Wie eine Oper oder ein Orchesterwerk in 65 Szenen wirkt der formale Aufbau von Siljarosa Schletterers aktuellem Lyrikband „entschämungen“. Verschiedenste Attribute an und über den Körper, über das Körperliche, die körperliche Liebe und über Verletzlichkeit versucht die Autorin in poetische Sprache zu gießen und sie zu entschämen.
„wäre mein hunger / noch da / eingemauert / verschweigt der leib / sich selbst“ heißt es in „12. duetto“, wo die Wucht ihrer Sprache und Herangehensweise deutlich wird.

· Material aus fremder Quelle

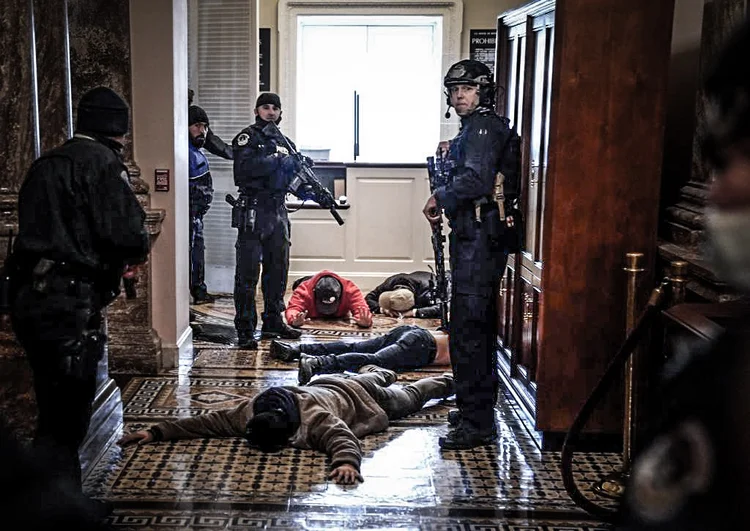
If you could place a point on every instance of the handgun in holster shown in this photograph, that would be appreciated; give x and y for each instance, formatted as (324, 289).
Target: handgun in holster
(499, 194)
(243, 212)
(81, 356)
(40, 275)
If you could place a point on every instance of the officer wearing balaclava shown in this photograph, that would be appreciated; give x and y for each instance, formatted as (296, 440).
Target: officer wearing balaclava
(201, 192)
(79, 226)
(694, 472)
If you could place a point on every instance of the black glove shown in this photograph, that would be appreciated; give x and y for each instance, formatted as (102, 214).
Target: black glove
(289, 165)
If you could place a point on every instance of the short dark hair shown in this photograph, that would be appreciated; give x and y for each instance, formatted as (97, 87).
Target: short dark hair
(269, 431)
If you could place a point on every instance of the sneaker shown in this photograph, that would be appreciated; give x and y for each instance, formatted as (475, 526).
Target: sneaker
(279, 331)
(284, 351)
(247, 343)
(307, 367)
(460, 439)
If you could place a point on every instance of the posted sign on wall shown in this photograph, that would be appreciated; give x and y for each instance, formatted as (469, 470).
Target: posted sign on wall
(482, 46)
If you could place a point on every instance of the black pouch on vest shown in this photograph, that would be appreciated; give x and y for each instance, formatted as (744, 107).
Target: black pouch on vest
(515, 234)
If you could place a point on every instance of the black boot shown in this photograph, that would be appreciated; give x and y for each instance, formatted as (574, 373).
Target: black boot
(455, 418)
(247, 343)
(284, 351)
(309, 366)
(278, 329)
(463, 439)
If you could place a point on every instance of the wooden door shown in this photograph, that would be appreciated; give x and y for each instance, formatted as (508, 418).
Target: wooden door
(524, 62)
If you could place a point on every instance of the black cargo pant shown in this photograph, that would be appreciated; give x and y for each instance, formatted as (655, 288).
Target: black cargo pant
(201, 195)
(404, 348)
(61, 331)
(477, 263)
(266, 245)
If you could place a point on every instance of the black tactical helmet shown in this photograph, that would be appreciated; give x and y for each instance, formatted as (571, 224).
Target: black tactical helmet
(470, 72)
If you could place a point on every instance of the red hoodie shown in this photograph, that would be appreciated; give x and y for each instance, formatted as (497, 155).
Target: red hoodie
(303, 298)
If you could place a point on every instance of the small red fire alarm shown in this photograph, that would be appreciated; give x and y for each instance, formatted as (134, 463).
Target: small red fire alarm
(161, 180)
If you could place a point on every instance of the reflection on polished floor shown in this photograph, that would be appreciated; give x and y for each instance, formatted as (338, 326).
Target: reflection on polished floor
(409, 483)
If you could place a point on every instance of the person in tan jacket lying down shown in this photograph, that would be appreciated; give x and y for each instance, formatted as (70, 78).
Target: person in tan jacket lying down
(330, 415)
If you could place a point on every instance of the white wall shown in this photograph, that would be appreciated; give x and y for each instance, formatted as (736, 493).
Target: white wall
(160, 138)
(384, 231)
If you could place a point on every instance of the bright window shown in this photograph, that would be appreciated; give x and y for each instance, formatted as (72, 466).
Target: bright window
(375, 79)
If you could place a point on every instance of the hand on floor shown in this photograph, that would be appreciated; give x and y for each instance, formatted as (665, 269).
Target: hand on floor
(363, 320)
(345, 475)
(142, 437)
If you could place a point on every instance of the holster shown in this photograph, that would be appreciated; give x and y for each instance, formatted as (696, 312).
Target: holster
(511, 217)
(244, 212)
(81, 356)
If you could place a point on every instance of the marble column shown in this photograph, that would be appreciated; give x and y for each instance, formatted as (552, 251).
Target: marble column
(30, 40)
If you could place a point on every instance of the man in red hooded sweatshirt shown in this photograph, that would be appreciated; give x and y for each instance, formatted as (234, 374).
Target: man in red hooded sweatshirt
(328, 295)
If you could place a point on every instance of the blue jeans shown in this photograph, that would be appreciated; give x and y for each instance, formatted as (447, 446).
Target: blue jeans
(404, 348)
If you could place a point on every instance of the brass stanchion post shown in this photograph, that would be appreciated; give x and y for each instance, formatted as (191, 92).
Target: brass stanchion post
(678, 280)
(613, 485)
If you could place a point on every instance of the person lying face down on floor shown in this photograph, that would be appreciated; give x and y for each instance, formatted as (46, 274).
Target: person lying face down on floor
(329, 415)
(327, 295)
(404, 348)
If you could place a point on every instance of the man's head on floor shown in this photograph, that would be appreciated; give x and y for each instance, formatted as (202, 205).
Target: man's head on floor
(327, 295)
(398, 300)
(275, 420)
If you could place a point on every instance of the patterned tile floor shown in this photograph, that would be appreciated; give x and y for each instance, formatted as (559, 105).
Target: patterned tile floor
(409, 483)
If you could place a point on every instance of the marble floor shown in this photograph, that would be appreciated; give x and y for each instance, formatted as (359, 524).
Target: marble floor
(409, 483)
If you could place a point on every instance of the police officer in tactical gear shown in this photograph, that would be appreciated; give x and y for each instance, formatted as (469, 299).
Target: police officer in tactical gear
(80, 226)
(201, 194)
(213, 144)
(484, 148)
(263, 169)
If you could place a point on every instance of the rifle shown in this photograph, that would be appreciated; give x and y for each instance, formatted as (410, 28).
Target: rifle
(439, 173)
(305, 182)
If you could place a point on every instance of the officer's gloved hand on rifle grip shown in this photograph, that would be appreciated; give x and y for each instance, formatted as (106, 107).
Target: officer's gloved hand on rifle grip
(289, 165)
(307, 192)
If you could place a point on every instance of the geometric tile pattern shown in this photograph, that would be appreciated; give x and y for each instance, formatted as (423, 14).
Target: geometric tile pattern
(216, 519)
(409, 483)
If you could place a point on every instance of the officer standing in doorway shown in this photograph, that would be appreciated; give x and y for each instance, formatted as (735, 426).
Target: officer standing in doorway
(484, 148)
(201, 194)
(80, 227)
(263, 169)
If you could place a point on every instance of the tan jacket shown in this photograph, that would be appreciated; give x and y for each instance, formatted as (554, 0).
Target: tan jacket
(334, 412)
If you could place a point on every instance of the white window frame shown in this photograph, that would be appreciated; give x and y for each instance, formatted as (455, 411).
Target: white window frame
(288, 11)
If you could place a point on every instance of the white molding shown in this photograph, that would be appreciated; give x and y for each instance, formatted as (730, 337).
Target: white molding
(288, 11)
(172, 354)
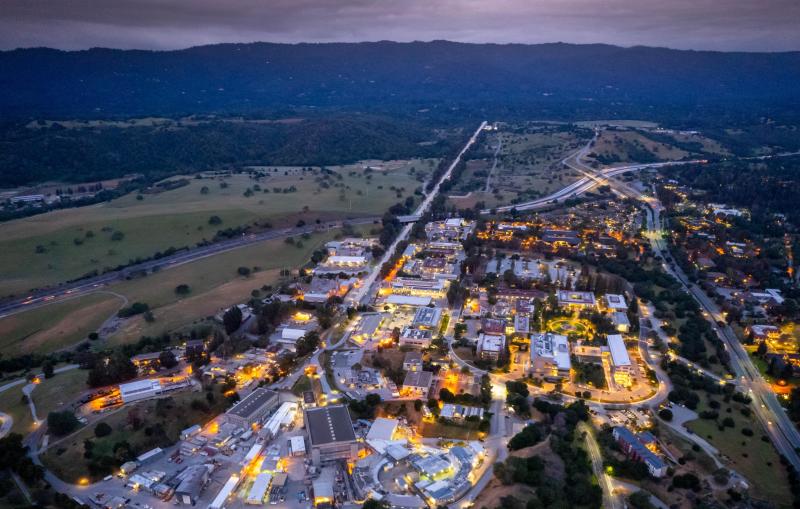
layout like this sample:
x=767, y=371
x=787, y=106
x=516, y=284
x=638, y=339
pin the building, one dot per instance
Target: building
x=191, y=484
x=521, y=325
x=614, y=302
x=491, y=346
x=147, y=362
x=561, y=238
x=417, y=338
x=576, y=300
x=434, y=288
x=427, y=318
x=637, y=451
x=368, y=324
x=330, y=434
x=412, y=361
x=417, y=384
x=763, y=332
x=459, y=412
x=621, y=367
x=254, y=407
x=550, y=356
x=620, y=321
x=408, y=300
x=454, y=229
x=140, y=389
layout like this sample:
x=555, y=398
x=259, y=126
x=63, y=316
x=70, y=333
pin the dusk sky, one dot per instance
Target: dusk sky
x=745, y=25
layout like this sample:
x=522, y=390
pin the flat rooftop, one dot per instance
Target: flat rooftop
x=252, y=403
x=329, y=424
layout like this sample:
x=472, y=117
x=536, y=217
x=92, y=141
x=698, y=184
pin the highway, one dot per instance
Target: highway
x=362, y=294
x=773, y=417
x=85, y=286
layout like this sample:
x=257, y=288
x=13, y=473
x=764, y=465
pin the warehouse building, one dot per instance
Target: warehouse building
x=330, y=434
x=252, y=408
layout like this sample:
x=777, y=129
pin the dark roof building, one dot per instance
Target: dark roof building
x=330, y=432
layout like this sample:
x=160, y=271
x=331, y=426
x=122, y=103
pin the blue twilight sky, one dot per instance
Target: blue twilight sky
x=740, y=25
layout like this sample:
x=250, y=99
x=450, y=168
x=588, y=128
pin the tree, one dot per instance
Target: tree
x=62, y=423
x=167, y=359
x=232, y=319
x=102, y=430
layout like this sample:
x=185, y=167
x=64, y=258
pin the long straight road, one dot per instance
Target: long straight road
x=88, y=285
x=362, y=294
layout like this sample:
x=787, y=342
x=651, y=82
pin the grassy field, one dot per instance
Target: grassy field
x=11, y=403
x=631, y=146
x=56, y=326
x=214, y=283
x=63, y=388
x=528, y=166
x=65, y=458
x=73, y=242
x=751, y=456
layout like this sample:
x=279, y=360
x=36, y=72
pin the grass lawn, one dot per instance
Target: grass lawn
x=55, y=326
x=180, y=217
x=751, y=456
x=214, y=284
x=11, y=404
x=66, y=460
x=442, y=430
x=63, y=388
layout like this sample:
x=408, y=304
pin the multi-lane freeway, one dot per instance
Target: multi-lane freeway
x=88, y=285
x=773, y=417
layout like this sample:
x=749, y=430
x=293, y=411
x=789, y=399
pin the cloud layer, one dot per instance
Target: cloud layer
x=738, y=25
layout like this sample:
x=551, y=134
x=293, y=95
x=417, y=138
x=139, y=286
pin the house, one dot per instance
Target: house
x=412, y=361
x=550, y=358
x=576, y=300
x=490, y=346
x=417, y=338
x=330, y=434
x=633, y=447
x=614, y=302
x=417, y=384
x=620, y=321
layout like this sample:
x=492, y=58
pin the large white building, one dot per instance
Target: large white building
x=550, y=356
x=620, y=360
x=140, y=389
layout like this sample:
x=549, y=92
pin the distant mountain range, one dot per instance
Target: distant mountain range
x=433, y=78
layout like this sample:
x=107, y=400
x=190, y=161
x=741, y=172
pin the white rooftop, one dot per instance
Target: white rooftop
x=619, y=354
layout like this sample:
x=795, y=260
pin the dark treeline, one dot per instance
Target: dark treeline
x=54, y=152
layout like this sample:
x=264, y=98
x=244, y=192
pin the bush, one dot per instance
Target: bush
x=102, y=430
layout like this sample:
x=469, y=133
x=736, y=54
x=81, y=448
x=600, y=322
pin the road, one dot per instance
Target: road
x=773, y=417
x=610, y=499
x=362, y=294
x=85, y=286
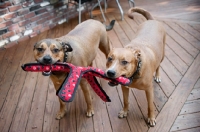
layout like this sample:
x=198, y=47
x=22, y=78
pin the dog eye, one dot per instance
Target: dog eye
x=40, y=49
x=55, y=50
x=124, y=62
x=109, y=59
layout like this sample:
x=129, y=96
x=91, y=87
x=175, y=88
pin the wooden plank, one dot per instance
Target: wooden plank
x=15, y=86
x=195, y=94
x=7, y=60
x=197, y=85
x=101, y=117
x=186, y=121
x=22, y=111
x=84, y=124
x=136, y=120
x=50, y=124
x=2, y=53
x=166, y=84
x=172, y=108
x=191, y=30
x=191, y=107
x=195, y=27
x=68, y=123
x=142, y=102
x=180, y=40
x=196, y=129
x=171, y=71
x=185, y=34
x=175, y=60
x=173, y=45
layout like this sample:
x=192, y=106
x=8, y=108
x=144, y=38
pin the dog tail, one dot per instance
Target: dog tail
x=145, y=13
x=110, y=26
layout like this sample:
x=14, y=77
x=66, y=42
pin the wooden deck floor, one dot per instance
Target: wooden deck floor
x=28, y=101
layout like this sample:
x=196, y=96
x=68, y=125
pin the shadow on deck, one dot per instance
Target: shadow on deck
x=28, y=101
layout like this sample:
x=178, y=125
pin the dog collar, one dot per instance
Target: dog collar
x=136, y=73
x=67, y=90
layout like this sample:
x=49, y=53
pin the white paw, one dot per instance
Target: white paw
x=60, y=114
x=151, y=122
x=123, y=114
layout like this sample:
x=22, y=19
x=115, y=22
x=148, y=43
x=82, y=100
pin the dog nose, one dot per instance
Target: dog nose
x=111, y=73
x=47, y=59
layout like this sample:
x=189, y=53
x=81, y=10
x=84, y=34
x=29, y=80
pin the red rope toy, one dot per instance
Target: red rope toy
x=67, y=90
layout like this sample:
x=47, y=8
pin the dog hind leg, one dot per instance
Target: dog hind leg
x=123, y=113
x=157, y=77
x=150, y=97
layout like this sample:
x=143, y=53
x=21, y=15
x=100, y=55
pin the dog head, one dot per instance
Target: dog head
x=50, y=51
x=122, y=62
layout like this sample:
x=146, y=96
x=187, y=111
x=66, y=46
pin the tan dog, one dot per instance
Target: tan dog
x=139, y=60
x=78, y=47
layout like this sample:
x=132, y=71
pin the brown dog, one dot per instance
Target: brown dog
x=78, y=47
x=139, y=60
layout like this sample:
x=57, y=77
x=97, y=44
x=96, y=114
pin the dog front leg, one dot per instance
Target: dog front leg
x=86, y=92
x=63, y=108
x=123, y=113
x=150, y=98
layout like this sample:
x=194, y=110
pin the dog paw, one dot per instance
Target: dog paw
x=90, y=113
x=60, y=114
x=157, y=79
x=151, y=122
x=123, y=114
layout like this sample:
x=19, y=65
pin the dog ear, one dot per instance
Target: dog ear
x=137, y=53
x=67, y=47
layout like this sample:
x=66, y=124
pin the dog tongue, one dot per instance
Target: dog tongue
x=46, y=73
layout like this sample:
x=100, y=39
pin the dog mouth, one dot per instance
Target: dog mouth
x=46, y=73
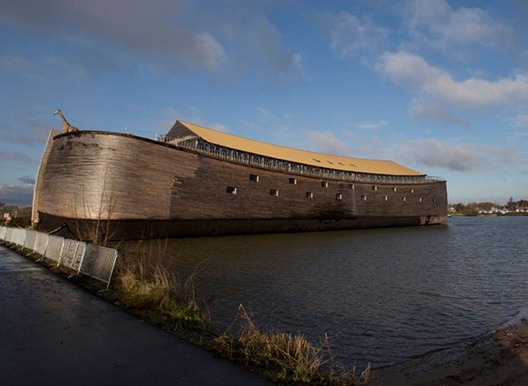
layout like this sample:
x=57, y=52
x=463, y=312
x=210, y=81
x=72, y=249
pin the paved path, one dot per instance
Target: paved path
x=54, y=333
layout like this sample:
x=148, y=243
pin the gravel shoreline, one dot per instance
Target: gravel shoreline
x=499, y=358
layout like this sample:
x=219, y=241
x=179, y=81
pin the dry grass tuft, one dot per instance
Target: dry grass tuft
x=157, y=293
x=285, y=358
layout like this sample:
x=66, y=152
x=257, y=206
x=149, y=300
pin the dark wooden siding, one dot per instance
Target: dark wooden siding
x=105, y=175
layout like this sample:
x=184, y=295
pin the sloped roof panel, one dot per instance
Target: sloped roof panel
x=356, y=165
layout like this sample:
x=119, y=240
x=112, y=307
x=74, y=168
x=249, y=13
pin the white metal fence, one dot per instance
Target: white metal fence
x=91, y=260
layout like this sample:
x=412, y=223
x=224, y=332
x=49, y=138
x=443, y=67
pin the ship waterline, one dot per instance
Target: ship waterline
x=188, y=185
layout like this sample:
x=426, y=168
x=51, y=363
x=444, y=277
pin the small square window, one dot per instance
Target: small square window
x=231, y=190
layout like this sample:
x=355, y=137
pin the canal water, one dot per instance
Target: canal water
x=381, y=295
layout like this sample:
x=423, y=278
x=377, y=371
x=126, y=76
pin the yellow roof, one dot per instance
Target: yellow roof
x=356, y=165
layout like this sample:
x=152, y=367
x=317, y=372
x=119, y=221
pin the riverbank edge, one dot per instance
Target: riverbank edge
x=499, y=357
x=265, y=364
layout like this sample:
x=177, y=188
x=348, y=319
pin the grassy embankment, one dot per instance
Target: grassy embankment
x=159, y=296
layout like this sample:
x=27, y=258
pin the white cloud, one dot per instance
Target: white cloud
x=370, y=126
x=351, y=35
x=170, y=35
x=436, y=111
x=463, y=157
x=437, y=24
x=413, y=71
x=520, y=120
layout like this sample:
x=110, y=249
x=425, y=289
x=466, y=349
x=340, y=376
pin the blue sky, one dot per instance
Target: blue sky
x=439, y=86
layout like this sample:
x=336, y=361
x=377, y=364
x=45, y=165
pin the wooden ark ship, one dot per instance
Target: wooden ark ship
x=200, y=182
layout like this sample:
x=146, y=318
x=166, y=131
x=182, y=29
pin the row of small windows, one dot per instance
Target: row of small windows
x=339, y=196
x=324, y=184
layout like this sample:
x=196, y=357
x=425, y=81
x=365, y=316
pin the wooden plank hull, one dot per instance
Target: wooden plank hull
x=132, y=187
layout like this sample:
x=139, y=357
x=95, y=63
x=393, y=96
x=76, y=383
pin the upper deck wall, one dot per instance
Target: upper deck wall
x=355, y=165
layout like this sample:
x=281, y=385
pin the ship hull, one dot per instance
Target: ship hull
x=117, y=186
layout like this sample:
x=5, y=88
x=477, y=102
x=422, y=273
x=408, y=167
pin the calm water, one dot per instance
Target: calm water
x=382, y=295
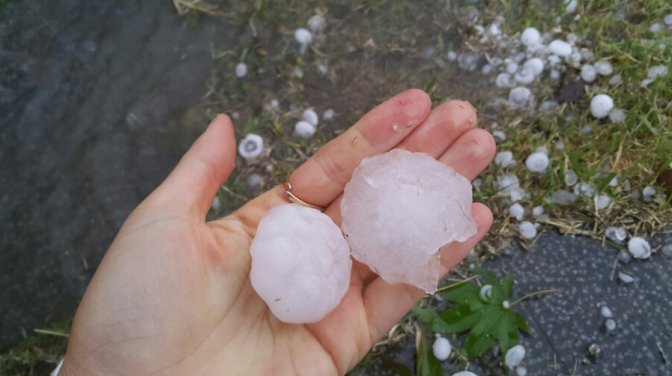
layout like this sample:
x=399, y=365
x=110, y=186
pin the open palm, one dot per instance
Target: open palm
x=172, y=295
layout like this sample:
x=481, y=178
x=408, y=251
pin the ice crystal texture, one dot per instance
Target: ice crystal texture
x=300, y=263
x=399, y=209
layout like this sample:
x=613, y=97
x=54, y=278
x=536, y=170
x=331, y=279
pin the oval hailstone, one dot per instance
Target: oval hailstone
x=399, y=208
x=441, y=348
x=300, y=263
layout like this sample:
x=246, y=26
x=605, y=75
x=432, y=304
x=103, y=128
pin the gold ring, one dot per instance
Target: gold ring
x=292, y=197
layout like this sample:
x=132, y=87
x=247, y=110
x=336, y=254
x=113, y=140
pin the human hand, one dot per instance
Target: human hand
x=172, y=296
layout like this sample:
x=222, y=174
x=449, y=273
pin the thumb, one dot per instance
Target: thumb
x=191, y=186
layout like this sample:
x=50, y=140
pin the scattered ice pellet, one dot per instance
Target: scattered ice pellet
x=304, y=129
x=617, y=115
x=251, y=147
x=600, y=106
x=606, y=312
x=588, y=73
x=300, y=263
x=617, y=234
x=625, y=278
x=603, y=67
x=560, y=48
x=517, y=211
x=530, y=37
x=639, y=248
x=328, y=115
x=537, y=162
x=505, y=159
x=310, y=116
x=527, y=230
x=303, y=37
x=441, y=348
x=602, y=201
x=241, y=70
x=424, y=191
x=563, y=197
x=514, y=356
x=610, y=325
x=535, y=64
x=570, y=6
x=316, y=23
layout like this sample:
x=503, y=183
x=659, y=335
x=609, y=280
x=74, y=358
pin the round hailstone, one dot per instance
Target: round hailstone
x=639, y=248
x=399, y=208
x=603, y=67
x=530, y=37
x=535, y=64
x=517, y=211
x=527, y=230
x=514, y=356
x=560, y=48
x=441, y=348
x=241, y=70
x=300, y=263
x=600, y=106
x=537, y=162
x=304, y=129
x=310, y=116
x=251, y=147
x=606, y=312
x=588, y=73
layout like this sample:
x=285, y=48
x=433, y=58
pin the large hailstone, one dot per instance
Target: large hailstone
x=300, y=263
x=399, y=208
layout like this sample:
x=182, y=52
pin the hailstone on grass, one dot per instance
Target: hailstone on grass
x=300, y=263
x=399, y=209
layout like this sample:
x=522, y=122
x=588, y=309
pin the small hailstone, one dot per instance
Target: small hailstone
x=617, y=234
x=316, y=23
x=328, y=115
x=441, y=348
x=615, y=79
x=600, y=106
x=308, y=244
x=310, y=116
x=424, y=191
x=520, y=97
x=617, y=115
x=524, y=76
x=560, y=48
x=514, y=356
x=251, y=147
x=570, y=6
x=535, y=64
x=639, y=248
x=505, y=159
x=241, y=70
x=530, y=37
x=517, y=211
x=625, y=278
x=602, y=201
x=527, y=230
x=588, y=73
x=304, y=129
x=606, y=312
x=657, y=71
x=610, y=325
x=603, y=67
x=303, y=37
x=537, y=162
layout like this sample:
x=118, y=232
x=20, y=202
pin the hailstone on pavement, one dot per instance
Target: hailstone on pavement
x=399, y=209
x=300, y=263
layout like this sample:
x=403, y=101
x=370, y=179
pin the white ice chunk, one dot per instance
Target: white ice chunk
x=300, y=263
x=399, y=208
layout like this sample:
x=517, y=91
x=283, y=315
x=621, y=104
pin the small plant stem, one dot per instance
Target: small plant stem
x=532, y=294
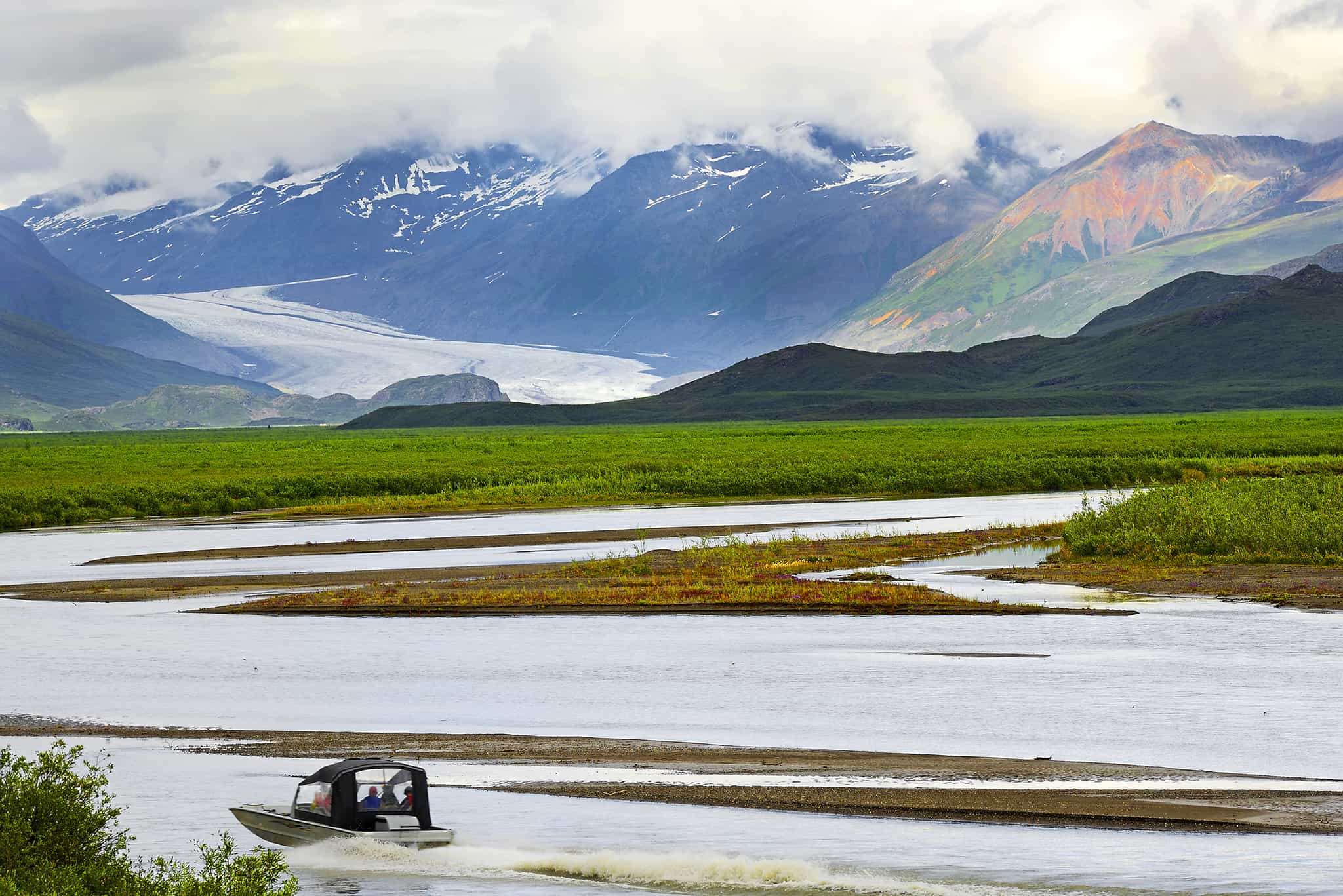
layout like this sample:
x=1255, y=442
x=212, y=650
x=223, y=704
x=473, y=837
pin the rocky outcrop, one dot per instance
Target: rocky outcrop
x=452, y=389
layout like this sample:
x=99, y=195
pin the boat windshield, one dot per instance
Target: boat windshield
x=316, y=798
x=384, y=790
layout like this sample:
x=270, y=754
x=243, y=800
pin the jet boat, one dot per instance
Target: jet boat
x=375, y=800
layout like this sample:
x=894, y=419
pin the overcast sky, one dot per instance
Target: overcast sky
x=186, y=93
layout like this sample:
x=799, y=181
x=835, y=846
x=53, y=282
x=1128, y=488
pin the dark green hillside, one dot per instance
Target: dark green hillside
x=38, y=286
x=1181, y=294
x=1199, y=343
x=58, y=368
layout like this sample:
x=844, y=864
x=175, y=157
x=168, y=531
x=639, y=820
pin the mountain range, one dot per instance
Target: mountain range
x=1149, y=206
x=38, y=286
x=669, y=263
x=1204, y=341
x=687, y=257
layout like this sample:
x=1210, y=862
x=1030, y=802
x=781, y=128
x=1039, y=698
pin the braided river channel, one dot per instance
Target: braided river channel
x=1185, y=683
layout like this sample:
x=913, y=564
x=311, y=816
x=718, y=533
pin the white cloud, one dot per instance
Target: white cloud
x=156, y=89
x=24, y=146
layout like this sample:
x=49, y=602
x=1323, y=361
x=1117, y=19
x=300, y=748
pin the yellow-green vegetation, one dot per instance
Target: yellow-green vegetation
x=60, y=836
x=736, y=577
x=1268, y=539
x=1268, y=520
x=79, y=477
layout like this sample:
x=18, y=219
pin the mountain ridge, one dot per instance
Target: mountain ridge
x=1201, y=343
x=684, y=256
x=1122, y=205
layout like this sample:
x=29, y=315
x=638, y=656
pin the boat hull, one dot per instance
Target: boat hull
x=281, y=828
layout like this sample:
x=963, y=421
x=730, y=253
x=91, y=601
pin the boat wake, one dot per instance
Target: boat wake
x=696, y=872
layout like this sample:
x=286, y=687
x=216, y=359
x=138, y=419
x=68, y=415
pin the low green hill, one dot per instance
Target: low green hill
x=179, y=406
x=54, y=367
x=1199, y=343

Das verstärkt sich noch in der gegenüberliegenden Version im Dialekt noch weiter. Im Grunde sind diese Gedichte eine Art gesungene Liebesgedichte, wobei dieser Begriff um etliche Aspekte erweitert ist. Sie spricht dabei ohne Scham beziehungsweise wie von ihr kreiert entschämt Themen an, die kaum in der Lyrik zu finden sind: „du bist keine vagina / keine katze / willst nicht verniedlicht / werden & gefotzt/ wird nur noch bei den falschen // wir brauchen / neue namen / die schön & stark sind / ein äquivalent / zu moby dick“.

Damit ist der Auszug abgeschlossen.